In fact, her first two years in the spotlight would be filled with moments like her barnstorming performance at Glastonbury – “I had my broken foot but the minute I stepped out the sun came out” – a spot on the Diamond Jubilee Concert stage and the Olympics performance where she was the only act along with Emeli Sandé to get two slots. “As I was walking up that catwalk I said to myself that I’d reached that moment where I’d watched people like Beyoncé do that when I was 14 and 15 and here I was! I was literally shaking with excitement!”

And you have to add to those achievements some pretty impressive statistics: coming up for 15 million sales, a Brit, the BBC Sound of 2011 award, two number one singles in the UK, number ones in no fewer than 19 countries, a number six hit in the US with “Domino”. There are many more. We could go on. And that’s not to mention her part in two series of The Voice UK, the highly-rated BBC1 Saturday night prime-time show where she has mentored hopefuls alongside legends like Sir Tom Jones and will.i.am. She may have left it behind now, but that doesn’t seem to have dampened her enthusiasm for the show.

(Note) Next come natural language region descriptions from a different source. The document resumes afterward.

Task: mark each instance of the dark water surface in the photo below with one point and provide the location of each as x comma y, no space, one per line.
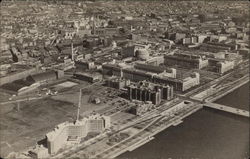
206,134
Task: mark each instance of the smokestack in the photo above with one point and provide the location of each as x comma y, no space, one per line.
79,105
72,52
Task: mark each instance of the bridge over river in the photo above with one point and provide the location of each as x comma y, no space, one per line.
227,109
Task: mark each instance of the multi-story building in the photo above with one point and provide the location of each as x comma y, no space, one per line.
57,138
167,77
186,60
179,84
147,91
118,82
221,66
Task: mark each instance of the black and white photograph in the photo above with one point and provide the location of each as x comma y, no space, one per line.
124,79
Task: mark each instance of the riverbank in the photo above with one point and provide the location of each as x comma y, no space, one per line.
206,134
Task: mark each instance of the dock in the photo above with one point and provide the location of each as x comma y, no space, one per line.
227,109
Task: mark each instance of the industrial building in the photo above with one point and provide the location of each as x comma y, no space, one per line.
221,66
66,131
83,65
167,77
88,76
170,72
20,87
46,77
141,108
186,60
147,91
179,84
117,82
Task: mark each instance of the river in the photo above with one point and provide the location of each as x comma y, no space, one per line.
206,134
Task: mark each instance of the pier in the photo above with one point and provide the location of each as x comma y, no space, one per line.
227,109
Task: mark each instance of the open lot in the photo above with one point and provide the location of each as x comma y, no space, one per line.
23,129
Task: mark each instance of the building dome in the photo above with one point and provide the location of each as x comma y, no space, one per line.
142,54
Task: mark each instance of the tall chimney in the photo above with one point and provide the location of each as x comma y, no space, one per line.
79,105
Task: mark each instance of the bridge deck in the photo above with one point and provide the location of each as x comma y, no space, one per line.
227,109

“They sent over the diary for the next series and they needed me for 42 days and for 40 of them, I’m on tour,” she explains. “I was gutted but my tour is way more important, I’m not afraid to say that. But I’m excited about being a fan of the show and just watching it. And I’m sure they’ll replace us with great singers who’ll put in the time like we did. I’ve warmed up the chair and I know I’ll be a bit miffed not to be there…”

Somehow along the way, she has found time to do the charity work she always dreamed of doing when she was the little girl with the heart condition at Great Ormond Street Hospital hoping to meet Baby Spice when she came around the wards. Some of it has been discreet, under the radar, some of it has been front-page stuff, such as the moment she shaved off her trademark bob for Comic Relief, donating the hair to be woven into wigs for children who had lost their hair during cancer treatment.

And now comes the matter of the second album and a brand new world tour… “I wrote my first album when I was 18. This is definitely more mature,” she says of the new project on which she has worked with the likes of Rodney Jerkins, Claude Kelly and Stargate. But of 21 songs written for the album, Jessie wrote or co-wrote all of them. The control she used to dream of is unquestionably hers.

“I’ve controlled everything,” she says. “The covers, I’ve picked Rankin to do the photography, I’ve chosen my video director, I’ve written the treatment, the pictures that go in the sleeve, the track listing, it’s all me. I’m a control freak. And I should be in control. It’s my baby and I don’t like it when I’m not in control!” And she laughs. But that doesn’t mean she’s not serious.